Sunday, October 22, 2023

Unfriended (Levan Gabriadze, 2014)

Shelley Hennig in Unfriended

Cast: Shelley Hennig, Moses Storm, Renee Olsted, Will Peltz, Jacob Wysocki, Courtney Halverson, Heather Sossaman. Screenplay: Nelson Greaves. Cinematography: Adam Sidman. Production design: Heidi Koleto. Film editing: Parker Laramie, Andrew Wesman. 

If physical space can be haunted, it stands to reason -- or at least the kind of reason one can bring to such things -- that cyberspace can be too. That's the premise cleverly articulated in Unfriended, a teen horror movie that takes place entirely on a computer screen.

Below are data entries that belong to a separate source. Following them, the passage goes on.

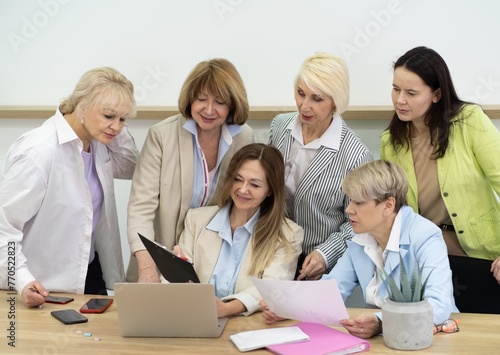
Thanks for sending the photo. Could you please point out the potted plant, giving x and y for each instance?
(407, 315)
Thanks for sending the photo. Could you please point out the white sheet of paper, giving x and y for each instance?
(255, 339)
(307, 301)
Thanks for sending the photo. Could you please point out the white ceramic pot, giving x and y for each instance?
(407, 326)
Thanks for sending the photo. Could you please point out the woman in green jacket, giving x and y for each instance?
(450, 152)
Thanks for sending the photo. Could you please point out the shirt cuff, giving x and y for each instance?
(251, 304)
(23, 277)
(324, 258)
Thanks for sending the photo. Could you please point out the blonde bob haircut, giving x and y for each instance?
(377, 180)
(326, 74)
(268, 234)
(220, 78)
(103, 87)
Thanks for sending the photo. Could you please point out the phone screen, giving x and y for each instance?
(96, 305)
(58, 299)
(69, 316)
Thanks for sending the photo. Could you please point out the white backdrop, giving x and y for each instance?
(46, 45)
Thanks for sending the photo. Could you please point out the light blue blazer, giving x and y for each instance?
(421, 242)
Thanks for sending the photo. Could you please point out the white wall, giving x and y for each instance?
(46, 45)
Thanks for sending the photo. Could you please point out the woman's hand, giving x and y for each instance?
(34, 294)
(313, 267)
(495, 269)
(146, 268)
(363, 326)
(230, 308)
(178, 251)
(269, 316)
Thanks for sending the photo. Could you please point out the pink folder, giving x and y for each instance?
(323, 340)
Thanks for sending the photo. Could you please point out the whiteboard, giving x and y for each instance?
(46, 45)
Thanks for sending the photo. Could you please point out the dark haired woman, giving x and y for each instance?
(449, 150)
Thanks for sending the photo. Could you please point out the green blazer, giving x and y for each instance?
(469, 180)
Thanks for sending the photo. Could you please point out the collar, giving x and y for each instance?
(366, 239)
(329, 139)
(64, 131)
(220, 222)
(227, 131)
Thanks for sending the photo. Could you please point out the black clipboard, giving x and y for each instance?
(173, 268)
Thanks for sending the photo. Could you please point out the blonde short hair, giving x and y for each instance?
(377, 180)
(220, 78)
(328, 74)
(101, 86)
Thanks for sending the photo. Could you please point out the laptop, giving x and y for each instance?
(474, 287)
(173, 268)
(184, 310)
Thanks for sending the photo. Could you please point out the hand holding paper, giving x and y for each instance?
(306, 301)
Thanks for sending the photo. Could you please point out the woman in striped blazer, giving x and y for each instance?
(319, 151)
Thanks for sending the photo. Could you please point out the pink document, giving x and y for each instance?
(323, 340)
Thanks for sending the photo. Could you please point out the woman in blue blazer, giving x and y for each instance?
(386, 232)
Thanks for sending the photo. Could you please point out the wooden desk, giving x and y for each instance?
(37, 332)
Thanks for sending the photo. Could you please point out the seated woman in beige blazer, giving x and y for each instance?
(247, 234)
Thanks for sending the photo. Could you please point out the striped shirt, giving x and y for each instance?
(319, 204)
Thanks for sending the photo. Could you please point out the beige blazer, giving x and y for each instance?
(202, 247)
(162, 185)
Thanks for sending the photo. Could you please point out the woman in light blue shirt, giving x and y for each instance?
(385, 228)
(247, 234)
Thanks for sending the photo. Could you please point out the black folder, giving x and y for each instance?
(474, 287)
(173, 268)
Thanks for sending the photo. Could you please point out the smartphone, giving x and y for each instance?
(96, 305)
(58, 299)
(69, 316)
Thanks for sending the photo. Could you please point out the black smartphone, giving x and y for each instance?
(96, 305)
(69, 316)
(58, 299)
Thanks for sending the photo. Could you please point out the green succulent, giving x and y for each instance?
(411, 289)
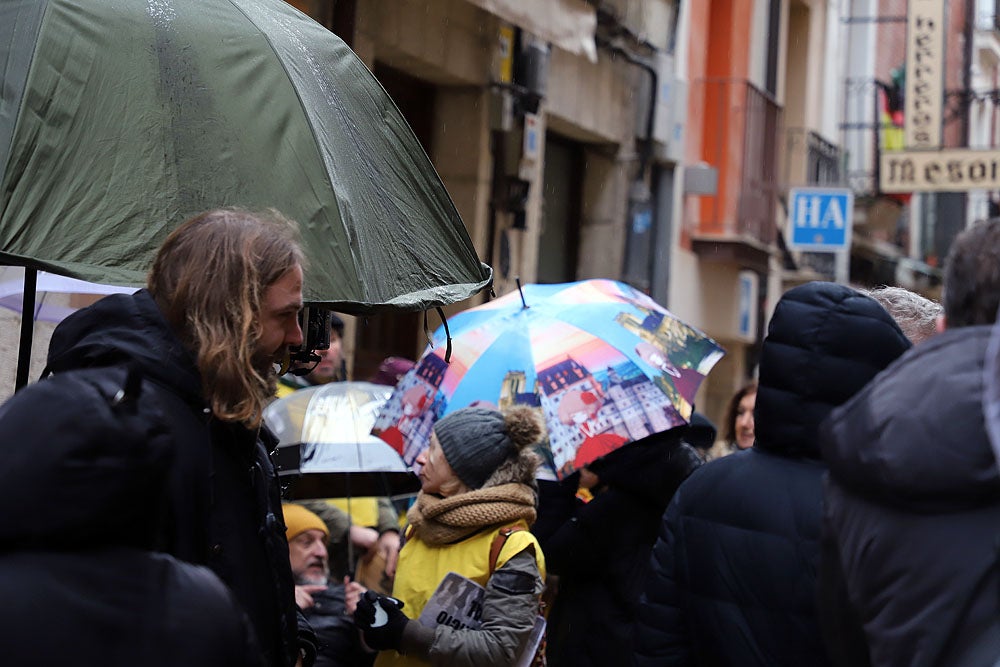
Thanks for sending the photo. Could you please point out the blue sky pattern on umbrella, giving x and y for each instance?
(594, 357)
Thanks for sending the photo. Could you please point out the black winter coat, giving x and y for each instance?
(913, 507)
(600, 550)
(83, 482)
(734, 570)
(339, 640)
(224, 505)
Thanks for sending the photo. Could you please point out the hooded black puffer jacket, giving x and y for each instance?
(913, 506)
(734, 568)
(600, 550)
(223, 500)
(83, 480)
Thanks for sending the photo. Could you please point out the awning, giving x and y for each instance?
(568, 24)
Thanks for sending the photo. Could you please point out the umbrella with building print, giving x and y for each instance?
(602, 363)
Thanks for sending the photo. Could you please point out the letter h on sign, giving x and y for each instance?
(820, 218)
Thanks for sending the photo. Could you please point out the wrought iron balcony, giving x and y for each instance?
(742, 137)
(810, 159)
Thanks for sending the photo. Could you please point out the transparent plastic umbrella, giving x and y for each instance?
(326, 449)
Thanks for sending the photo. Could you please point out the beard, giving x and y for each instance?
(311, 578)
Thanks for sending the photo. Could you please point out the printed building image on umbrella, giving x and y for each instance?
(602, 363)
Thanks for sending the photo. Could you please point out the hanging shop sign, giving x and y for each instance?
(924, 96)
(958, 170)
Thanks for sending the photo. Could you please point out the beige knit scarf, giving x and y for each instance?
(438, 521)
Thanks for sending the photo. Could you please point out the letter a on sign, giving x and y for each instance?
(820, 218)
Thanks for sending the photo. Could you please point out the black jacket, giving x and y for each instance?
(83, 481)
(339, 640)
(224, 506)
(600, 550)
(734, 568)
(913, 506)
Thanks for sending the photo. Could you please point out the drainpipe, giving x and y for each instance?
(646, 151)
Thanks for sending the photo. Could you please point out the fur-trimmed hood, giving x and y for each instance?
(519, 469)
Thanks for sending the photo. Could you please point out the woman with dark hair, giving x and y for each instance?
(739, 433)
(739, 417)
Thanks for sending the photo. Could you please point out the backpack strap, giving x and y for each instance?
(497, 546)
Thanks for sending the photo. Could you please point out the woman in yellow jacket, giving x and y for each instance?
(478, 496)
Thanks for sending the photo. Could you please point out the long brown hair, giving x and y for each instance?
(209, 279)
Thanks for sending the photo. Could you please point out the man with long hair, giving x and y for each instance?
(221, 307)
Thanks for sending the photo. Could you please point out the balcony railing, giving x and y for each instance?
(810, 159)
(742, 137)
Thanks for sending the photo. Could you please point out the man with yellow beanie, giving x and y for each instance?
(325, 605)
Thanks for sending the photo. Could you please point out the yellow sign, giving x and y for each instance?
(958, 170)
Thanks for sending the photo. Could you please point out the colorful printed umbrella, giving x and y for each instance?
(602, 362)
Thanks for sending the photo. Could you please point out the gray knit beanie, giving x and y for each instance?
(476, 441)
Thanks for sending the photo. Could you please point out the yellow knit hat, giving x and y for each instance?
(298, 520)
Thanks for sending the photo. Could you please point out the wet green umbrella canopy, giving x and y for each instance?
(119, 119)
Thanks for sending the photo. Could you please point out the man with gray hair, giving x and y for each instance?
(916, 315)
(913, 494)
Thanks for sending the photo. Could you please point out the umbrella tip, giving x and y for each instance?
(520, 291)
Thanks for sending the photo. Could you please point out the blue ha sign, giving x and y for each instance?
(820, 218)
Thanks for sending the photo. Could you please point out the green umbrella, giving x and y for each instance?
(119, 119)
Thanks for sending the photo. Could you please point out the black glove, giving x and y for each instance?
(380, 619)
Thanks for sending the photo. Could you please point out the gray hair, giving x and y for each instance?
(916, 315)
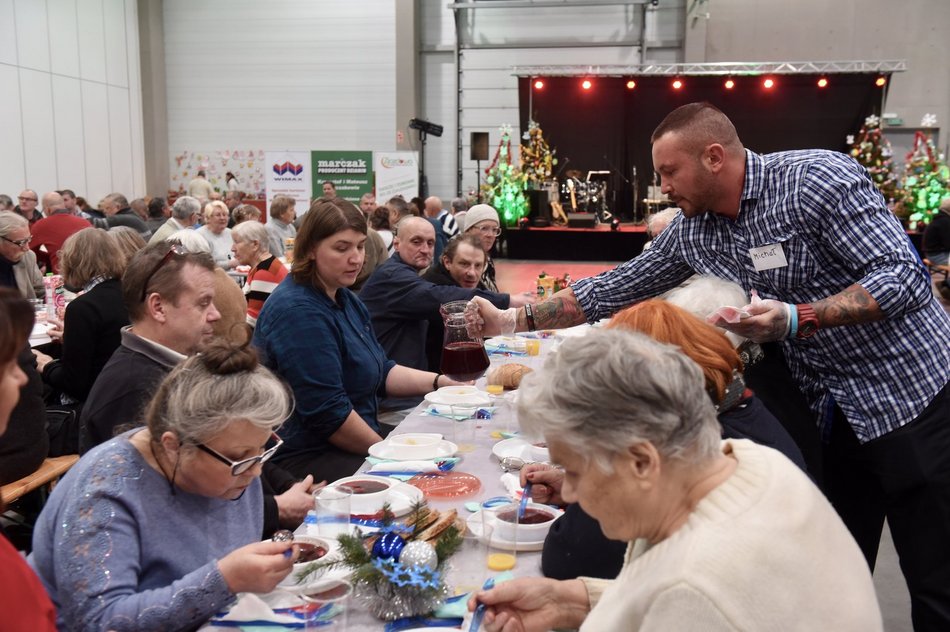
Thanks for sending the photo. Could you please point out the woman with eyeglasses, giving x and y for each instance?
(159, 528)
(18, 267)
(482, 221)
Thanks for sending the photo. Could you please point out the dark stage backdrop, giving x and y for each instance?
(608, 127)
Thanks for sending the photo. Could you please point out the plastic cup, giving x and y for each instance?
(332, 508)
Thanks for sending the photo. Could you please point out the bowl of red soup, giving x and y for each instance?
(533, 526)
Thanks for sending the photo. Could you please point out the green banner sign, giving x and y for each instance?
(351, 172)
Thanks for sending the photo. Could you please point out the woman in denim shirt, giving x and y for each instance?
(316, 334)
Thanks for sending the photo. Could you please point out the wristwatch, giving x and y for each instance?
(807, 321)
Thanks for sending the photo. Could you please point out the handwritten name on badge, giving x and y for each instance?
(768, 257)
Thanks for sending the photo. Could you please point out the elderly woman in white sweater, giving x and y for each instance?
(723, 535)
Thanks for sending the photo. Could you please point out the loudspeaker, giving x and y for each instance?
(479, 146)
(581, 220)
(540, 208)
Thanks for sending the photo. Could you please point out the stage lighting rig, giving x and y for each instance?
(425, 127)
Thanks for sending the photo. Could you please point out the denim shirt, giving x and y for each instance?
(327, 352)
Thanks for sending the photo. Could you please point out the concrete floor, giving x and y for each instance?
(519, 276)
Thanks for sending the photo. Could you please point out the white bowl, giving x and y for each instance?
(505, 525)
(363, 501)
(416, 445)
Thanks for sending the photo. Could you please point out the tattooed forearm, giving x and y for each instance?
(561, 310)
(850, 306)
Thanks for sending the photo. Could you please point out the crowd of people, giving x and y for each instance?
(221, 369)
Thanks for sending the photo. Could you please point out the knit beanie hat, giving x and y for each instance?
(479, 213)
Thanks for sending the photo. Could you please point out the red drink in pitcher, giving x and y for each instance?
(464, 361)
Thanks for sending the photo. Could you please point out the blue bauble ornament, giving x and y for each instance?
(389, 546)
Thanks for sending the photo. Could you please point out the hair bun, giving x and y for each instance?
(222, 357)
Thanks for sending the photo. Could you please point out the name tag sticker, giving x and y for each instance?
(768, 257)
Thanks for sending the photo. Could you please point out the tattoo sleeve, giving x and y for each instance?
(850, 306)
(561, 310)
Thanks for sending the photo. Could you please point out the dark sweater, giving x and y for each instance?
(91, 329)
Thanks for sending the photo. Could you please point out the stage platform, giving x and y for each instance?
(577, 244)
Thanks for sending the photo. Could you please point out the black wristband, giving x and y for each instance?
(529, 317)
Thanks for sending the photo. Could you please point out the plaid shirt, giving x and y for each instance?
(835, 231)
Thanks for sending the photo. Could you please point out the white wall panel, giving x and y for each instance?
(95, 117)
(63, 37)
(92, 47)
(120, 140)
(31, 34)
(113, 18)
(12, 169)
(39, 140)
(67, 116)
(7, 33)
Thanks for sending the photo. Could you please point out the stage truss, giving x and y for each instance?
(716, 68)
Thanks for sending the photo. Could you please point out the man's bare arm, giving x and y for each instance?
(850, 306)
(559, 311)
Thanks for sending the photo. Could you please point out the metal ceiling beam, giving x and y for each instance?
(717, 68)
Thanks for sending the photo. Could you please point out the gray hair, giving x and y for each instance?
(10, 221)
(251, 231)
(614, 388)
(190, 240)
(207, 392)
(702, 295)
(185, 207)
(658, 221)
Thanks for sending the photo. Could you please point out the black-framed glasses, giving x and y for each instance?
(19, 243)
(239, 467)
(176, 249)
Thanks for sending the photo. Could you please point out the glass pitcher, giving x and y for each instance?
(463, 356)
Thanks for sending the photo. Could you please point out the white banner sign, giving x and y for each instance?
(397, 173)
(288, 173)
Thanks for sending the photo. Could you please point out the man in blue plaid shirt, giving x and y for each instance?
(847, 295)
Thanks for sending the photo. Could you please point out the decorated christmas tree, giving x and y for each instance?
(537, 158)
(926, 181)
(873, 151)
(504, 183)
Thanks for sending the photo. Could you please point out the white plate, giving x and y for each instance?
(475, 526)
(389, 452)
(515, 447)
(458, 396)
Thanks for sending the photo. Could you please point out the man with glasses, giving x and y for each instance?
(482, 220)
(18, 267)
(28, 201)
(169, 293)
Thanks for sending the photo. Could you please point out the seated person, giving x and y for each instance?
(251, 249)
(165, 521)
(316, 334)
(92, 262)
(721, 535)
(26, 604)
(575, 544)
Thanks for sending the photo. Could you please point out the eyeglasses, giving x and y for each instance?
(176, 249)
(19, 243)
(488, 229)
(239, 467)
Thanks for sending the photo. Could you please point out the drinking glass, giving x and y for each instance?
(332, 506)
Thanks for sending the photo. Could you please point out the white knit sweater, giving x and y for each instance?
(763, 551)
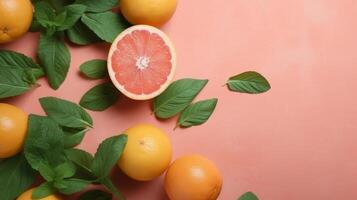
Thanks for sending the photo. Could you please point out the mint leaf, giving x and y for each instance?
(46, 172)
(72, 13)
(108, 154)
(55, 57)
(95, 195)
(248, 82)
(80, 34)
(177, 97)
(95, 69)
(248, 196)
(80, 157)
(111, 187)
(98, 5)
(100, 97)
(197, 113)
(44, 190)
(65, 170)
(72, 185)
(16, 176)
(105, 25)
(72, 139)
(13, 82)
(66, 113)
(44, 142)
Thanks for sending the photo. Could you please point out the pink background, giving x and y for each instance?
(298, 141)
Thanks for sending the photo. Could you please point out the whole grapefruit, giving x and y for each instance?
(147, 153)
(149, 12)
(193, 177)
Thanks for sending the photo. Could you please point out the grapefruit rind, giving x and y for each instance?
(169, 78)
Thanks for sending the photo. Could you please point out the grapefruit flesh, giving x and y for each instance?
(142, 62)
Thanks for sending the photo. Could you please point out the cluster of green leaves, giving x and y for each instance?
(177, 98)
(248, 196)
(50, 151)
(103, 95)
(18, 73)
(82, 21)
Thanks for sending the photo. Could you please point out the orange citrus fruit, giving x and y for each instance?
(28, 196)
(15, 19)
(147, 153)
(150, 12)
(142, 62)
(193, 177)
(13, 130)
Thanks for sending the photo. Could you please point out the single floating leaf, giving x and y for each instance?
(248, 82)
(13, 83)
(16, 176)
(95, 69)
(248, 196)
(100, 97)
(108, 154)
(177, 97)
(66, 113)
(106, 25)
(197, 113)
(55, 57)
(80, 34)
(44, 142)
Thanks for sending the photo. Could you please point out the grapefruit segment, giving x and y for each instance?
(142, 62)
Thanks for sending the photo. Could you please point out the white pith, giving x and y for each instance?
(141, 62)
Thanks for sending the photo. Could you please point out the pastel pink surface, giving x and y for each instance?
(298, 141)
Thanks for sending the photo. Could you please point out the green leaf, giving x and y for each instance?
(72, 139)
(95, 195)
(45, 14)
(72, 185)
(16, 176)
(95, 69)
(80, 34)
(248, 196)
(108, 154)
(65, 170)
(105, 25)
(46, 172)
(44, 190)
(80, 157)
(72, 14)
(55, 57)
(177, 97)
(197, 113)
(100, 97)
(248, 82)
(44, 142)
(111, 187)
(12, 82)
(66, 113)
(98, 5)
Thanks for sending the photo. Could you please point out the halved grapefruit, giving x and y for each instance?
(142, 62)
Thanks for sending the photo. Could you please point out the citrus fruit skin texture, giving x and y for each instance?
(15, 19)
(149, 12)
(13, 130)
(193, 177)
(27, 196)
(142, 62)
(147, 153)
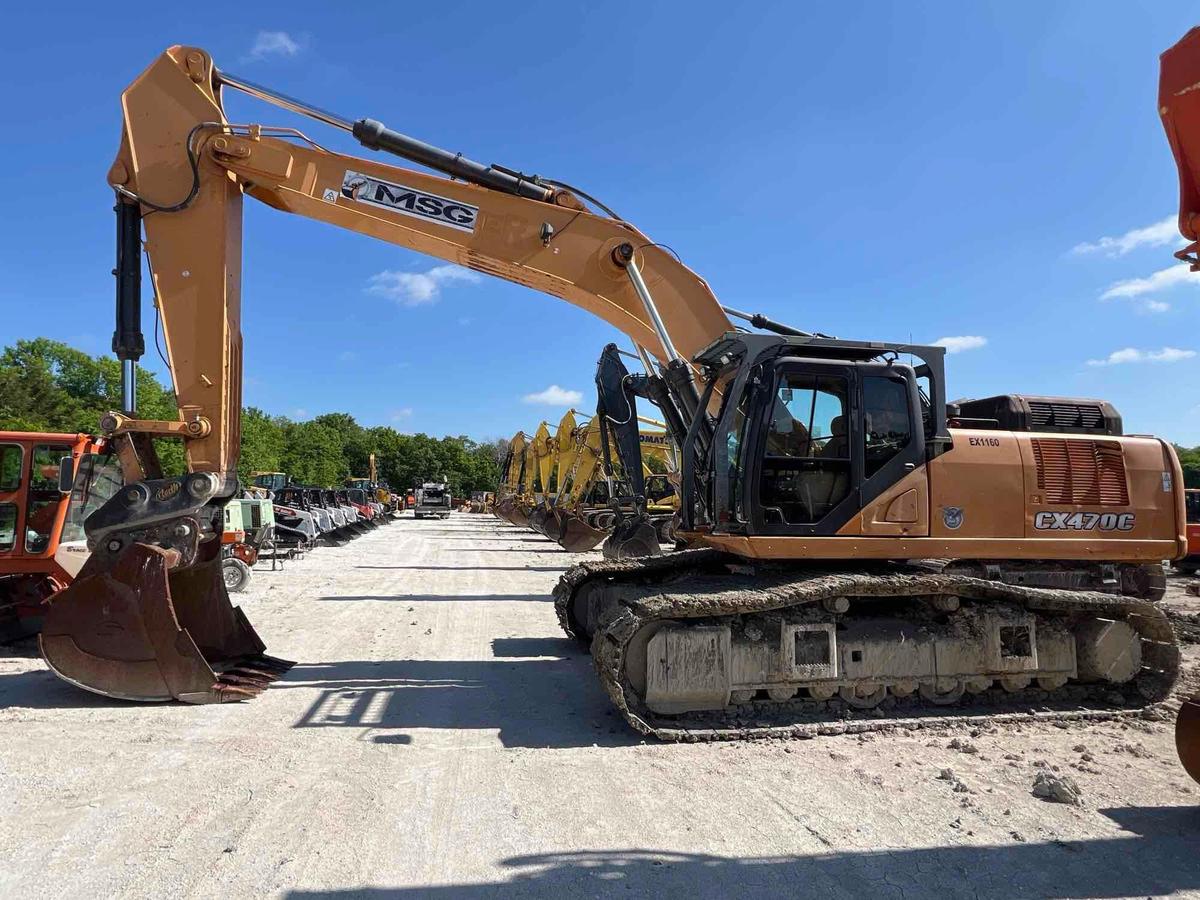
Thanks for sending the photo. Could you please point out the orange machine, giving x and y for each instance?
(36, 474)
(1191, 563)
(855, 538)
(1179, 105)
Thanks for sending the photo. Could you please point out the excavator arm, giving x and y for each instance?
(149, 617)
(185, 168)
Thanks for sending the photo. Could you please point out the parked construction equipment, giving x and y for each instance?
(42, 545)
(433, 499)
(1179, 106)
(819, 477)
(249, 527)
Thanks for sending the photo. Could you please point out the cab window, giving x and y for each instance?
(887, 425)
(11, 459)
(7, 526)
(45, 498)
(807, 466)
(97, 480)
(1192, 498)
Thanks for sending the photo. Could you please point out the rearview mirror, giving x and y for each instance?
(66, 474)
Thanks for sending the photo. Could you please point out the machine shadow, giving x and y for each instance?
(526, 647)
(529, 702)
(1108, 868)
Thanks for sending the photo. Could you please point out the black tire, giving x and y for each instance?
(235, 574)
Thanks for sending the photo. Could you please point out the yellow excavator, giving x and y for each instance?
(535, 474)
(511, 478)
(856, 541)
(558, 460)
(1179, 105)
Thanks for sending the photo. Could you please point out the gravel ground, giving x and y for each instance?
(438, 737)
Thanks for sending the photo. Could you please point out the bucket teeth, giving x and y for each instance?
(135, 629)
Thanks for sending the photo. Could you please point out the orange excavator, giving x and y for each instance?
(41, 523)
(1179, 105)
(855, 541)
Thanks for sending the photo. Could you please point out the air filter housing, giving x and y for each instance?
(1020, 412)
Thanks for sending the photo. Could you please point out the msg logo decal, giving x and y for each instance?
(1084, 521)
(409, 202)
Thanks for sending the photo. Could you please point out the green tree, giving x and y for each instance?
(47, 385)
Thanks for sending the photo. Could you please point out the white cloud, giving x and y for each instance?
(1156, 235)
(418, 288)
(553, 396)
(1131, 354)
(961, 342)
(1153, 283)
(274, 43)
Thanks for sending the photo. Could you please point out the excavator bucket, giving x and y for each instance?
(575, 535)
(631, 538)
(138, 631)
(539, 517)
(1187, 736)
(503, 509)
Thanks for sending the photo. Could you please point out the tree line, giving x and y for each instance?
(47, 385)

The computer belongs to Blaire (Shelley Hennig), a teenager who uses it to communicate via Skype sessions with her boyfriend, Mitch (Moses Storm). We see her first online with Mitch in a makeout session in which they vow to wait until prom night to go all the way. Then they're joined by other friends: Jess (Renee Olsted), Adam (Will Peltz), Ken (Jacob Wysocki), and Val (Courtney Halverson). They exchange the usual taunts and gossip and dirty jokes until they notice that the avatar of another person has appeared on their screens. Who is this lurker and what do they want? To cut to the chase, it turns out to be Laura Barns (Heather Sossaman), who committed suicide a year ago to the day. Anniversaries of deaths, as we know from other horror movies like I Know What You Did Last Summer (Jim Gillespie, 1997), are not to be ignored. Laura is back for revenge on those who posted the videos of her getting drunk and soiling herself that drove her to take her life. And so she wreaks her revenge, not only eliciting the guilty secrets of the others on the computer screen -- Blaire, for example, who has just promised to give her virginity to Mitch, has already lost it to Adam -- but also killing them one by one as the rest watch. The technique of telling the story is interesting, and the actors are up to the challenge of going crazy with terror. But the characters elicit no sympathy and the pacing lags enough that you can't help asking why they don't just shut down their computers and go for help instead of, for example, Googling for solutions. It's also a movie that works better on one's own computer screen than on either a TV or theater screen where the various windows and text boxes opening and closing are hard to read and follow. A sequel, Unfriended: Dark Web (Stephen Susco, 2018), was a flop.